It ends up there’s a very simple and I think even unitary answer: race. Gallup somehow seemed to think the electorate would be much whiter than it ended up being.

The numbers are stark. Gallup projected that whites would make up 78% of the 2012 electorate. In fact, the final exit polls say the number was 72%.

When you consider that minority voters went overwhelmingly for President Obama and white voters went decisively for Romney, that six percent difference in the composition of the electorate really makes all the difference in the world. I don’t know whether there were other problems with Gallup’s modeling. My point though is that this alone can easily explain why their numbers were so much more favorable to Romney than almost anyone else.

Now why did they come up with that number? There’s a certain logic. But it seems like an extremely poor one. In 2004, the white vote was 77% of the electorate, in 2008, 74% of the electorate and in 2010, 78% of the electorate. So Gallup posited that that the racial make up of the electorate would be the same as two years ago and that 2008 was an outlier.

But there are two real problems with that reasoning.

First, presidential years are always higher turnout elections compared to midterm elections. Always. And historically racial minorities are more inconsistent in their voting than white voters. So there were lots of reasons to think that the percentage of whites would be lower than 2010, even without factoring in that it was a blow out for the disproportionately white GOP.

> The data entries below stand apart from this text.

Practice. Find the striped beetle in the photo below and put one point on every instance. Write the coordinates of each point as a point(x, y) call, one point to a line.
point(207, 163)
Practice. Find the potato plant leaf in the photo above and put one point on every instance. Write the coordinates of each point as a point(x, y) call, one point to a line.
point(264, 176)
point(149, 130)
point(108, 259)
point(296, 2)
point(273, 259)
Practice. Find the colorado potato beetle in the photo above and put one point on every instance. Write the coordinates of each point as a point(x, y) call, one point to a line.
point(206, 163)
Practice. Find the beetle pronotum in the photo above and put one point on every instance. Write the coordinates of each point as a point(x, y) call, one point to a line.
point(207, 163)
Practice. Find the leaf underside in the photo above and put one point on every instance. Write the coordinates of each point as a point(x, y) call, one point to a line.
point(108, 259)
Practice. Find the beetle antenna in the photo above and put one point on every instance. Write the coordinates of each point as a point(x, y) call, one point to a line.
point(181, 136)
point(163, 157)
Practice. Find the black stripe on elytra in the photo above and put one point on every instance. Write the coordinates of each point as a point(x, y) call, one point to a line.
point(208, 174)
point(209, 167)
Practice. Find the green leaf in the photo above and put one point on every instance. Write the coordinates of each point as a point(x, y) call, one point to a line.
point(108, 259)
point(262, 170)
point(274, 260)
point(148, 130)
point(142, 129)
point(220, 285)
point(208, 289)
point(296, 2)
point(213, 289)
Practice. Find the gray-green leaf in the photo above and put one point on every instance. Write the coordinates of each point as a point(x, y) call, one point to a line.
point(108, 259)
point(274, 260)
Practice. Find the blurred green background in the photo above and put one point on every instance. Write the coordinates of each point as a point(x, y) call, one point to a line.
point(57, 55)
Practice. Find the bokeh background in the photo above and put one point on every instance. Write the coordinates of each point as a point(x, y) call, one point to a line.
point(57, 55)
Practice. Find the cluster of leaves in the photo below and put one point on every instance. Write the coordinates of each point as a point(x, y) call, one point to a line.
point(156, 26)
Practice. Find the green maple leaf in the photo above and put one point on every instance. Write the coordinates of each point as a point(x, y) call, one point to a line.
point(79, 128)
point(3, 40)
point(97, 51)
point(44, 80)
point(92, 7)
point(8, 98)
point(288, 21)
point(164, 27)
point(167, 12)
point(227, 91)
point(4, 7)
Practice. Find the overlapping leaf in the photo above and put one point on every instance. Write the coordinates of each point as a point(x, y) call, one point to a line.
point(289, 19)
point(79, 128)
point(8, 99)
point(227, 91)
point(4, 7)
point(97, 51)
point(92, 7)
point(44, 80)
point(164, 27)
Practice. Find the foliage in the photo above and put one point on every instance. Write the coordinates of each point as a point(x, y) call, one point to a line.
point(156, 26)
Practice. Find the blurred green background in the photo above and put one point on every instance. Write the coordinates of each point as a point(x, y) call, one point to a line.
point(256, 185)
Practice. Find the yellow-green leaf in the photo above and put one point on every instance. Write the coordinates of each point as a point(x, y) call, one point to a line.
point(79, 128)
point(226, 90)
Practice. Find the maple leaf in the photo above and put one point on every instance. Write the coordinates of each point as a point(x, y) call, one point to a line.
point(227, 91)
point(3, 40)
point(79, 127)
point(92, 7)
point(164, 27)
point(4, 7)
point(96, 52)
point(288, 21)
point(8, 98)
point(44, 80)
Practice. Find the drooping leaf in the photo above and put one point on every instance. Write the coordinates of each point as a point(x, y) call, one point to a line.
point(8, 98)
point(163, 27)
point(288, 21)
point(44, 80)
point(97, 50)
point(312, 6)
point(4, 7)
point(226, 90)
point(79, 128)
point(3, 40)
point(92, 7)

But there’s another issue: the country is getting less white. We know that right? Anyway, there are really good reasons to think that the percentage of white voters would go down from 2004. Gallup just seemed to be assuming that 2008 was an outlier, an exceptional year. Again, that was certainly possible. But projecting the 78% number didn’t just prove to be wrong. It also looks really hard to justify.

Everything I’ve discussed to this point is focused on statistics and what I guess I’d call logical and historical arguments. But more subjectively, after the attacks on Hispanic Americans over the last two and for years, after the attacks on voting rights and so much more, it just seems preposterous to assume that the minority vote this year wouldn’t be substantial. And yet that’s what they did.

Obviously there are lots of really experienced and smart pollsters and statisticians who work at Gallup. But in the future, at least for me, it’ll be really hard to look at Gallup and impute any presumption of accuracy from the name or the brand.